With the yeast, it should be added shortly after adding your pectic enzyme. At this point your wine should have cooled down and should be between 70 and 80 degrees Fahrenheit. One packet of yeast is good for up to 5 gallons but I tend to use the whole packet even if only doing one gallon. If the yeast runs out of sugar to eat they will die and rest on the bottom. This is where racking comes in handy to remove the sitting yeast particles so that it does not end up in your bottles.
Yeast Nutrients:
The yeast nutrients for your wine is basically food for the yeast. Nutrients give the yeast vitamins, food, and even extra air to breathe. Adding the nutrients to the wine will also add nitrogen and oxygen for the initial fermentation. Which both gases help the yeast grow and multiply and continue doing their job, making alcohol. There are also other vitamins that are added to help support the yeast such as amino acids. All of these nutrients will help keep your yeast happy and healthy as well as helping making sure your wine will turn out its best. Without the nutrients added you can wind up with a still, or stuck, fermentation. Which is where the yeast stops growing and is unable to continue eating sugar and producing alcohol. Sometimes you can restart the fermentation while other times it may be unable to restart. So keeping your yeast in good shape is a great way to make your wine's better.

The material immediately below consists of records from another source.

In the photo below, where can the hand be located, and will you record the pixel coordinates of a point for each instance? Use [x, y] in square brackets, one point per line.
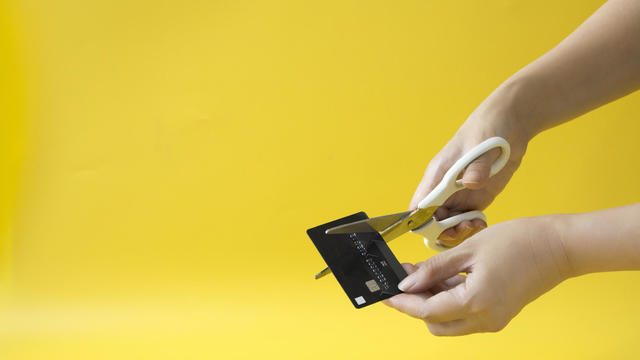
[492, 118]
[507, 265]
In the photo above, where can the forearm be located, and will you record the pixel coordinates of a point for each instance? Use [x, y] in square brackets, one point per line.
[606, 240]
[599, 62]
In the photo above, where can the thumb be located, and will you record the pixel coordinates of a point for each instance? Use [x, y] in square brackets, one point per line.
[477, 173]
[436, 269]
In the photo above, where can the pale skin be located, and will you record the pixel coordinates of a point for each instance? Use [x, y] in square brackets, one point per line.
[510, 264]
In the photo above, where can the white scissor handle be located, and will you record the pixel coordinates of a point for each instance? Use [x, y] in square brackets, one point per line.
[450, 183]
[432, 229]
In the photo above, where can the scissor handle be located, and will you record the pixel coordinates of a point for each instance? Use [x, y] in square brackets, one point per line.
[434, 228]
[450, 184]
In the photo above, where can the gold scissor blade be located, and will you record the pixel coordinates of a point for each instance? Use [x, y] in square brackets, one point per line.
[377, 224]
[413, 221]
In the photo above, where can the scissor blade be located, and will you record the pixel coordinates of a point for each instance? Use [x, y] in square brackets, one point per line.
[414, 220]
[377, 224]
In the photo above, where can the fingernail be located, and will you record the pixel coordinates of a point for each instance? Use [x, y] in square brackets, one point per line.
[406, 283]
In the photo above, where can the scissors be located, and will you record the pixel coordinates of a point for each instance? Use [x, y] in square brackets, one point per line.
[421, 220]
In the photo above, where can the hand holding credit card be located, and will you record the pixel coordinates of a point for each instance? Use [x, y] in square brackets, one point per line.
[350, 245]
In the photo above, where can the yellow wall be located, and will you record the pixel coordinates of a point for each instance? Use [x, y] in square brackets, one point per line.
[176, 152]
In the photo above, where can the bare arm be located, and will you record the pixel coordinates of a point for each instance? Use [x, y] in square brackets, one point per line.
[597, 63]
[510, 264]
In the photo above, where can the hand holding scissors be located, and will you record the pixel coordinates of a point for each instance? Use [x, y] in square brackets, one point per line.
[421, 220]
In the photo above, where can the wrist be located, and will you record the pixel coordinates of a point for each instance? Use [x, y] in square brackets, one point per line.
[500, 115]
[553, 248]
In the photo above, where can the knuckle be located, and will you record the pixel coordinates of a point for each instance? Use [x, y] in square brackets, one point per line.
[435, 330]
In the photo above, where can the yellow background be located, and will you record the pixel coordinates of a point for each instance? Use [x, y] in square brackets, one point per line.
[161, 161]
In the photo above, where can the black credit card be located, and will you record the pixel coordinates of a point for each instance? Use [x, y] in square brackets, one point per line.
[362, 263]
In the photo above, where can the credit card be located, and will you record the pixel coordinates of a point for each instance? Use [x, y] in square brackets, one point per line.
[362, 263]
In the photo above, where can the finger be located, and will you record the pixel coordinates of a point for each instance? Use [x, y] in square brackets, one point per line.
[453, 328]
[448, 284]
[410, 304]
[445, 306]
[455, 235]
[436, 269]
[477, 173]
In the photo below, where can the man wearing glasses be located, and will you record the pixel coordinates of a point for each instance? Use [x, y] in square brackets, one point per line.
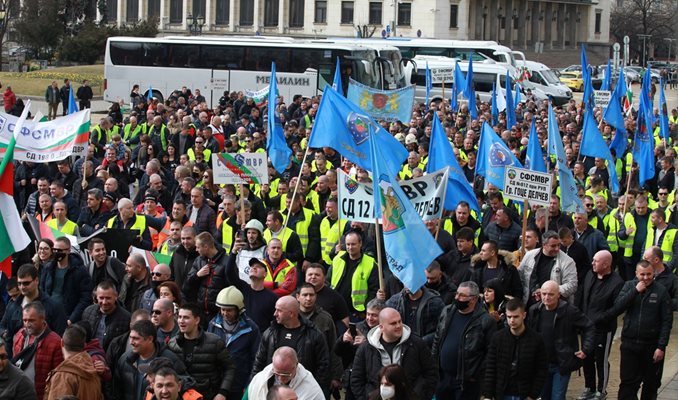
[27, 279]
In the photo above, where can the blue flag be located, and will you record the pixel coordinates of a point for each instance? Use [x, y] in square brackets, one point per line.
[593, 144]
[607, 79]
[613, 115]
[643, 141]
[441, 155]
[493, 157]
[409, 246]
[429, 85]
[569, 201]
[343, 126]
[495, 109]
[276, 147]
[72, 105]
[336, 82]
[510, 105]
[534, 159]
[469, 91]
[664, 131]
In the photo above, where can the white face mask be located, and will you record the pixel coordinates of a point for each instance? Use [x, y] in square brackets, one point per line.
[387, 392]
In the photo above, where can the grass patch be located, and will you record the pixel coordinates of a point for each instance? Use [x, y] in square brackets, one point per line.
[35, 83]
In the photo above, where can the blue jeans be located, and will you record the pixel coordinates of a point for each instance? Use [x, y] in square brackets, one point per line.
[555, 387]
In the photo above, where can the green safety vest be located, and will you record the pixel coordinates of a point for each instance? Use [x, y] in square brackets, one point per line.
[358, 280]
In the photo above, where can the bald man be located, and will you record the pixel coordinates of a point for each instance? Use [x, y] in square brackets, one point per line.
[560, 323]
[596, 300]
[289, 329]
[407, 350]
[290, 379]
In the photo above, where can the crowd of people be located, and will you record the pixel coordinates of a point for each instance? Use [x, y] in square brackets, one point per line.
[268, 294]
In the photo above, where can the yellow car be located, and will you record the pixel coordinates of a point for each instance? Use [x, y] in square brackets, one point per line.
[573, 80]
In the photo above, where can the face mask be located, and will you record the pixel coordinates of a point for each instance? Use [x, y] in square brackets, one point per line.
[387, 392]
[461, 304]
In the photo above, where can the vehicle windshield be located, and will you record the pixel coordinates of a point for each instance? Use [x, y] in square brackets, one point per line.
[550, 76]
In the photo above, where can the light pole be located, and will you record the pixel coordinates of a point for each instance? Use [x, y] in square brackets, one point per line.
[670, 43]
[644, 37]
[196, 24]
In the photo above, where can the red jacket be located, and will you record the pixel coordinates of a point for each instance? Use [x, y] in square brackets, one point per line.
[10, 100]
[47, 357]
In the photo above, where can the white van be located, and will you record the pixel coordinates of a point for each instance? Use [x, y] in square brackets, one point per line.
[541, 78]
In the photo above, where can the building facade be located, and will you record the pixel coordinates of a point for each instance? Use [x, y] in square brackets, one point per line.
[558, 24]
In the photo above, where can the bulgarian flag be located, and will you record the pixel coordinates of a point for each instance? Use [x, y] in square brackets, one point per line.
[152, 258]
[13, 236]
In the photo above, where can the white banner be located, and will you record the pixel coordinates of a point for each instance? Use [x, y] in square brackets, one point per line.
[427, 194]
[236, 168]
[47, 141]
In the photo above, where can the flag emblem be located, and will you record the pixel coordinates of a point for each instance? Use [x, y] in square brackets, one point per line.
[499, 156]
[392, 210]
[359, 126]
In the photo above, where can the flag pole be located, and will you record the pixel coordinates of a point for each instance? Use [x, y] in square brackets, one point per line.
[296, 188]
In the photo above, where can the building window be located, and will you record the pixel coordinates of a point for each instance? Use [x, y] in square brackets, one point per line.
[246, 12]
[154, 9]
[176, 11]
[320, 12]
[112, 10]
[454, 15]
[347, 12]
[599, 18]
[405, 14]
[271, 12]
[375, 13]
[223, 12]
[132, 11]
[199, 8]
[296, 13]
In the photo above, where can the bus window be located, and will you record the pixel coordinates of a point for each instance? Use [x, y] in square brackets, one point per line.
[222, 57]
[125, 53]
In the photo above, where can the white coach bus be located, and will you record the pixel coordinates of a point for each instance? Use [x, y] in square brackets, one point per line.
[218, 64]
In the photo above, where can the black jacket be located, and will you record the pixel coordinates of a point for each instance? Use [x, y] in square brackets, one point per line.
[530, 369]
[209, 363]
[311, 350]
[598, 305]
[77, 288]
[649, 315]
[205, 289]
[117, 323]
[474, 343]
[568, 324]
[420, 368]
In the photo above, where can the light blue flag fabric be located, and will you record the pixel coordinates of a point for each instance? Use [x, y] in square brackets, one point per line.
[469, 91]
[569, 201]
[454, 102]
[534, 158]
[336, 82]
[389, 105]
[429, 85]
[593, 144]
[495, 109]
[343, 126]
[607, 79]
[276, 146]
[643, 141]
[516, 96]
[441, 155]
[613, 115]
[510, 105]
[664, 131]
[72, 105]
[493, 157]
[409, 246]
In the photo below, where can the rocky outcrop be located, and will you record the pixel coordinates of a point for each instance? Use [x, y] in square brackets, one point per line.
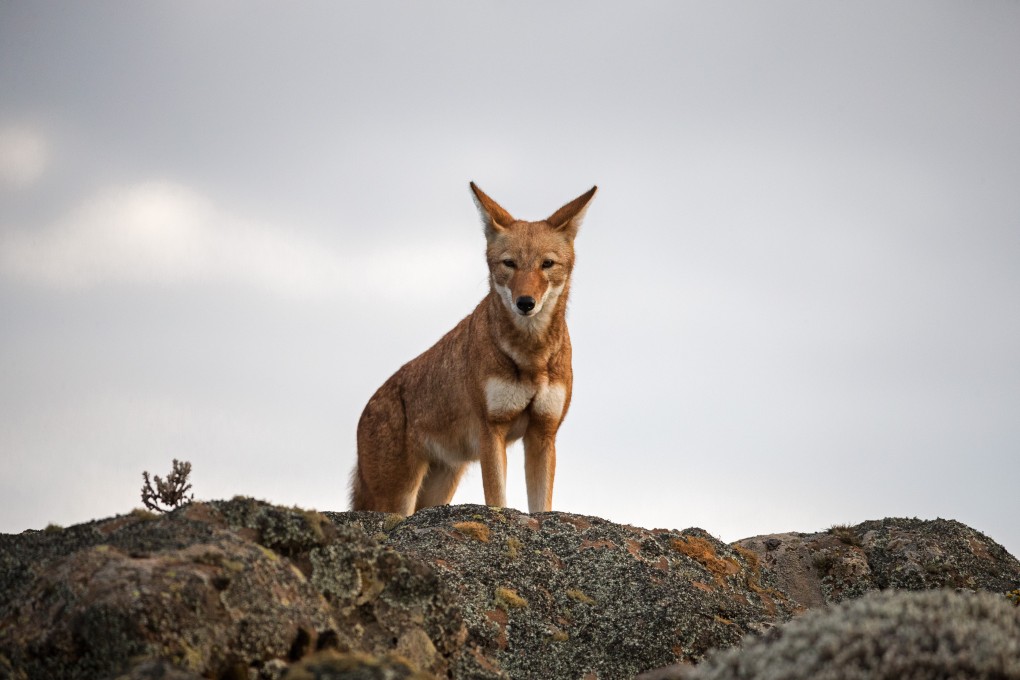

There are multiple different types of yeast nutrients. For the most part they will all do the same, but sometimes there is one type that is better for certain types of wine. You can always try different types as well here, and see which one you like best. Otherwise you can always ask someone at the wine supply shop and see if they have any recommendations. I just stick with a basic yeast nutrient. I haven't run into anything that was so different that it required a different nutrient than any of the other wines I have made.
So, on average, 1 teaspoon of yeast nutrients is good enough to supply a 1 gallon batch of wine. Depending on the type of wine you want you can increase this amount or decrease it. If you are looking for a heavier bodied wine then you would decrease that amount, and for a lighter body you can try increasing the amount. The max you should put in though is about 1 1/2 teaspoons of nutrients. Going over a little may not hurt the wine but, at a certain point depending on the wine itself, too much nutrients can ruin the wine. You wont really know how big a difference the amount will make until you start playing around with the amount. If you don't feel like, or don't want to spend all the time trying different measurements, you can always stick with the 1 teaspoon per gallon of wine and you will be OK. When adding the nutrients add it to your must and mix it in before adding the yeast itself. Some people think that it makes a difference to split up the amount into different times. Such as half a teaspoon before adding the yeast and the other half a teaspoon half way through fermentation. I add it all at the beginning, but I haven't noticed a difference doing it either way.